A low-cost, low-power, credit-card sized computer developed by a charitable foundation set up by some computer science instructors from Cambridge University. Their goal was to produce a very inexpensive, low-power computer that could be used by kids to learn programming. Now the first examples of the resulting low-cost credit-card sized computer are about to reach the market with a starting price as little as $25.
"The Raspberry Pi is a credit-card sized computer that plugs into your TV and a keyboard. It’s a capable little PC which can be used for many of the things that your desktop PC does, like spreadsheets, word-processing and games. It also plays high-definition video. We want to see it being used by kids all over the world to learn programming."
The Raspberry Pi is an ARM-based, SoC (system on a chip) computer that is just slightly too large to fit in an Altoids tin. It will run several varieties of Linux operating system. Fedora Linux is its recommended distribution, and it will also support Debian and ArchLinux (some issues with Ubuntu and the ARM processor prevent Ubuntu from supporting it at this time).
The Raspberry Pi is capable of delivering BluRay quality display. The developers say that "graphics capabilities are roughly equivalent to Xbox 1 level of performance. Overall real world performance is something like a 300MHz Pentium 2, only with much, much swankier graphics." It has ports for composite and DVI (using a cheap adapter for the DVI) video output.
Power to run the Raspberry Pi can come from a phone charger or even from 4 AA batteries.
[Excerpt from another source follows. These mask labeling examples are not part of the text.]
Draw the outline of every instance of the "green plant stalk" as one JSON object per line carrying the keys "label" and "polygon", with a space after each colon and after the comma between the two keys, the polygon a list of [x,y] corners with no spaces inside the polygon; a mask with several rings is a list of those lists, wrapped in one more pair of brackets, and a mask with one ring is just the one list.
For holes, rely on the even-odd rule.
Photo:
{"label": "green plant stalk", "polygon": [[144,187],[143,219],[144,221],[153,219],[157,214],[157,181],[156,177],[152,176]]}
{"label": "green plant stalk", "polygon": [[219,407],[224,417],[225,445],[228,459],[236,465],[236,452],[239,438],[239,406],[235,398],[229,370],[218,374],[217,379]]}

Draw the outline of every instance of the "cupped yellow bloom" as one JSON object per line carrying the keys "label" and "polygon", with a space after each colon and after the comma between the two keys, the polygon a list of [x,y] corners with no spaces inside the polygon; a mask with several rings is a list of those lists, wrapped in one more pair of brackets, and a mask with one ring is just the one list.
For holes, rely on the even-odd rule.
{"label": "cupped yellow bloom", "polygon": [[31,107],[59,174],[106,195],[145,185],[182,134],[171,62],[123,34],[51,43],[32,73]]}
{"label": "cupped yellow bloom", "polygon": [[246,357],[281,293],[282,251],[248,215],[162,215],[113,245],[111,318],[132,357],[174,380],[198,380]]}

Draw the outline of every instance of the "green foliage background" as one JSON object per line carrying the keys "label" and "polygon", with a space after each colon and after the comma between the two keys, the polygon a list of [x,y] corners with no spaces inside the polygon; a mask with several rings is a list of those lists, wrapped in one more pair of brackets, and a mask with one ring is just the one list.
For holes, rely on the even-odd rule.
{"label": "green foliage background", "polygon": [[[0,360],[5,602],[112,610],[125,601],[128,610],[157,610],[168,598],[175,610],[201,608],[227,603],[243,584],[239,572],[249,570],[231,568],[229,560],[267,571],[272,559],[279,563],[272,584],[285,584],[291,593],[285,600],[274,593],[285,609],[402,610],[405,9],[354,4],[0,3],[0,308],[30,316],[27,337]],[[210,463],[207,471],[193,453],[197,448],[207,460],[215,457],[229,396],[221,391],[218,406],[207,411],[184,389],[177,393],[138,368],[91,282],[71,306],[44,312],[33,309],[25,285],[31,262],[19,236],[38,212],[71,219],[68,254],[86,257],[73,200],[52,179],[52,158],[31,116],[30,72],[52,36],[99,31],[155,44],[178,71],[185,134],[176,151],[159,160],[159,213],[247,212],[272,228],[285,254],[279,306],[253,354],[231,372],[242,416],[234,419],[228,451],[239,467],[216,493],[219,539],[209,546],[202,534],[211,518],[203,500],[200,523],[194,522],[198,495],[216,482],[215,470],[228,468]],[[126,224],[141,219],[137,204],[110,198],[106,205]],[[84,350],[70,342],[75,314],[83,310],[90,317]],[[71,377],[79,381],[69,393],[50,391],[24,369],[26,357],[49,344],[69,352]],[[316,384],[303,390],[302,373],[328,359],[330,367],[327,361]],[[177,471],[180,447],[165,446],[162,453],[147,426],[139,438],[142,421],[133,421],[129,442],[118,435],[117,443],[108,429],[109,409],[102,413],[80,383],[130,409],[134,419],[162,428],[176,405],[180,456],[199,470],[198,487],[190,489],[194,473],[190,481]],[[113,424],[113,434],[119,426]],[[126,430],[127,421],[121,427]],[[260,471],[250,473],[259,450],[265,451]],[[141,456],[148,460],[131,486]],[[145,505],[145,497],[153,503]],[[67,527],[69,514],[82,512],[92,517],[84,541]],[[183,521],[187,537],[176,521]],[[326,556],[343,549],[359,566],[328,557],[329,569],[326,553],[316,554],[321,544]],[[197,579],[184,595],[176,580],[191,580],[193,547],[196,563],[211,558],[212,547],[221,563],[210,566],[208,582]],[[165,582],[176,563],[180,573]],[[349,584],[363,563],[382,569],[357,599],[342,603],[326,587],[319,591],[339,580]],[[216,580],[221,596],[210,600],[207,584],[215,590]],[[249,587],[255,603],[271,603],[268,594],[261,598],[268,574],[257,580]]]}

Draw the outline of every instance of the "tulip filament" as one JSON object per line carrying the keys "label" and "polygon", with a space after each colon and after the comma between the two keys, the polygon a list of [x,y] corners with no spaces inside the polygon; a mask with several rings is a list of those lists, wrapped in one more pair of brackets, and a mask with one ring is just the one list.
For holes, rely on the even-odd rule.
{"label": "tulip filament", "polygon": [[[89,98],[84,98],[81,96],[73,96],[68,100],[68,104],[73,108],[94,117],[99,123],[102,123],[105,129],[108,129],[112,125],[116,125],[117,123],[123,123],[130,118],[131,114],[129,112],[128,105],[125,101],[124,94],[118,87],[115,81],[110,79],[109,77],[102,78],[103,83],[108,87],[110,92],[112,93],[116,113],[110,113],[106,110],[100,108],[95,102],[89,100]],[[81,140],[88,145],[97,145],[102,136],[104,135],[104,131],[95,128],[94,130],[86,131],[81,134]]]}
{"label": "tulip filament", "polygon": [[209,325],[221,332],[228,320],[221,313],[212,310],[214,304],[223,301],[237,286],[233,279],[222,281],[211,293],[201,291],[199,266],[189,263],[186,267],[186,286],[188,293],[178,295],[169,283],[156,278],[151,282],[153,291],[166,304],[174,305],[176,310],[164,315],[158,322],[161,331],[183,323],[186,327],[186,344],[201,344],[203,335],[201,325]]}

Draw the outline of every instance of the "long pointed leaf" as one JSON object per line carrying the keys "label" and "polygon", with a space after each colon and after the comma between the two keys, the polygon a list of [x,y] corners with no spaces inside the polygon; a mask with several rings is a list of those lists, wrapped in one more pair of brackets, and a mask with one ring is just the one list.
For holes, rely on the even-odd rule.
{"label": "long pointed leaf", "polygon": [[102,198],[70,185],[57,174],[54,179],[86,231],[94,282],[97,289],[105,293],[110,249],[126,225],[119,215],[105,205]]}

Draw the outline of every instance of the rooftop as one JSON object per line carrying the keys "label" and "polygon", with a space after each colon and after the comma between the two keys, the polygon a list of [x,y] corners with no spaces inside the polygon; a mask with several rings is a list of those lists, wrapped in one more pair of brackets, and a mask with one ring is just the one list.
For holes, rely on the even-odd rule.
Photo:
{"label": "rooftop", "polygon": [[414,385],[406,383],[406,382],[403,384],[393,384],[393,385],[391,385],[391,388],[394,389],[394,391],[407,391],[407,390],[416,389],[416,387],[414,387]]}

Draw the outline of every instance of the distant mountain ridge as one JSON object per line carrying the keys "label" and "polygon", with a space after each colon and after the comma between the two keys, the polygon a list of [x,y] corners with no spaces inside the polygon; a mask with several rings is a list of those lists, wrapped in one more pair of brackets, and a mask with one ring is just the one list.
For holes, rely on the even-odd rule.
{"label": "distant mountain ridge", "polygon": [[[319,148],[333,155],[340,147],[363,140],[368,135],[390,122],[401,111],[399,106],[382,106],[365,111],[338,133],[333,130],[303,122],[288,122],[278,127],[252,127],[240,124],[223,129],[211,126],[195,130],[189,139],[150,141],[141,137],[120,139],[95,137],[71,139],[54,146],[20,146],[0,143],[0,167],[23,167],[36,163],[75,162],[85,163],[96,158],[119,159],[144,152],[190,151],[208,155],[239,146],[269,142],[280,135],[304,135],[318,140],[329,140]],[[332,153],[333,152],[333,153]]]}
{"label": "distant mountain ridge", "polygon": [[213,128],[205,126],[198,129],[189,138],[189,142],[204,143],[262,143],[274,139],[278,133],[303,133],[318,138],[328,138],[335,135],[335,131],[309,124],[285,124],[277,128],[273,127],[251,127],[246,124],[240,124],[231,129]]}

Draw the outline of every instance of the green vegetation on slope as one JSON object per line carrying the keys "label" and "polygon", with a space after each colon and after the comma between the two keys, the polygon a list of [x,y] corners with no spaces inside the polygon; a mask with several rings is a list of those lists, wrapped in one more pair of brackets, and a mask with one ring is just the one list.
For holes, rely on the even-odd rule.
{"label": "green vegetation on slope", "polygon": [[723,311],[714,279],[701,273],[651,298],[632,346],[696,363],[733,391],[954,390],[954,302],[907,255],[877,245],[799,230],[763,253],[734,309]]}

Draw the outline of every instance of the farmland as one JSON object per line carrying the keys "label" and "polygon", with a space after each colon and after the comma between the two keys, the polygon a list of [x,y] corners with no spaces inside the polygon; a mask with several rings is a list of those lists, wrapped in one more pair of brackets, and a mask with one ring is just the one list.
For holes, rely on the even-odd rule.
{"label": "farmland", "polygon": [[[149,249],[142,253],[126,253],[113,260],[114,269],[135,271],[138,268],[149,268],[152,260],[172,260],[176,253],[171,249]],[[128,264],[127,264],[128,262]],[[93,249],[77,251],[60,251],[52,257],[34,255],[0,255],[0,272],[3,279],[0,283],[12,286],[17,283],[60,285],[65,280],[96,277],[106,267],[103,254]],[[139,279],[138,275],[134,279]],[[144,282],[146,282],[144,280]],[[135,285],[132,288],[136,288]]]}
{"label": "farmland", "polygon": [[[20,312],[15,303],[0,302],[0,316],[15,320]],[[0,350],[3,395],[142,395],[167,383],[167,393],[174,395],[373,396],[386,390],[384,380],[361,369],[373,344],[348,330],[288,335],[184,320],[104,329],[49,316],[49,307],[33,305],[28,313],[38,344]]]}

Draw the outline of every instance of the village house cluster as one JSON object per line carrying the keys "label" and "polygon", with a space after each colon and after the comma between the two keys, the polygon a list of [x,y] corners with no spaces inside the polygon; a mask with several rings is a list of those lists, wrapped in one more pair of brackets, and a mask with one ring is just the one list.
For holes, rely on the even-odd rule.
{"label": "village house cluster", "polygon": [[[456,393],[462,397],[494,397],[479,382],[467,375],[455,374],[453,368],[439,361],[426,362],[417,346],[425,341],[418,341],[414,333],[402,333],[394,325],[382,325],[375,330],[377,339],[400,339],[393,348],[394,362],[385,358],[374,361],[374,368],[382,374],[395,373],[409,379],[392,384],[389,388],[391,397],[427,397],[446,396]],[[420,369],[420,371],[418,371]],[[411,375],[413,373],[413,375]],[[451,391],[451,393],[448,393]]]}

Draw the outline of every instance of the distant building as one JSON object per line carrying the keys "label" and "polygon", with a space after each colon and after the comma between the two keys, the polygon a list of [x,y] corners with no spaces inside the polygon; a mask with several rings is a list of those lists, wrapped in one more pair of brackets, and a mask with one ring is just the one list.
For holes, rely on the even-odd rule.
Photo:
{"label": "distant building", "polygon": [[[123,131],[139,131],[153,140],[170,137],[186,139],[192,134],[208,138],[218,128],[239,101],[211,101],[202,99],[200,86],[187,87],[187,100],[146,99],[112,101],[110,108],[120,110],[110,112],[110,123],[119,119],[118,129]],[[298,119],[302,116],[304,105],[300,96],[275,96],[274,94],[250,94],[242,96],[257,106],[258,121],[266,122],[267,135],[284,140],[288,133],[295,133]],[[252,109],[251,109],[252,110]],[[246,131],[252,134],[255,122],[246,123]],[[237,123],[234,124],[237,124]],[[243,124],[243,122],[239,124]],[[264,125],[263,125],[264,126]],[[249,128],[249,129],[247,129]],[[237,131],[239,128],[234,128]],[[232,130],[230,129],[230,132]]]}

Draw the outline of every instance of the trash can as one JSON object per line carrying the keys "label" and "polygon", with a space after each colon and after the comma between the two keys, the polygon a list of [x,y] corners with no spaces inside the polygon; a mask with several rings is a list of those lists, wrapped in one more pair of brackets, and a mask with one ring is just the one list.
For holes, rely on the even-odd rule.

A 700 mA USB charger will be the power source for the Model B, and the Model A can get away with even lower power requirements (300 mA). At that low power level, solar powered options should be practical and not terribly expensive.
The Raspberry Pi comes in two models (A and B) with 128 MB and 256 MB of RAM and priced at $25 and $35 respectively. Lots more information and specifications are available in the Raspberry Pi FAQ. The Raspberry Pi will be available beginning at the end of February 2012.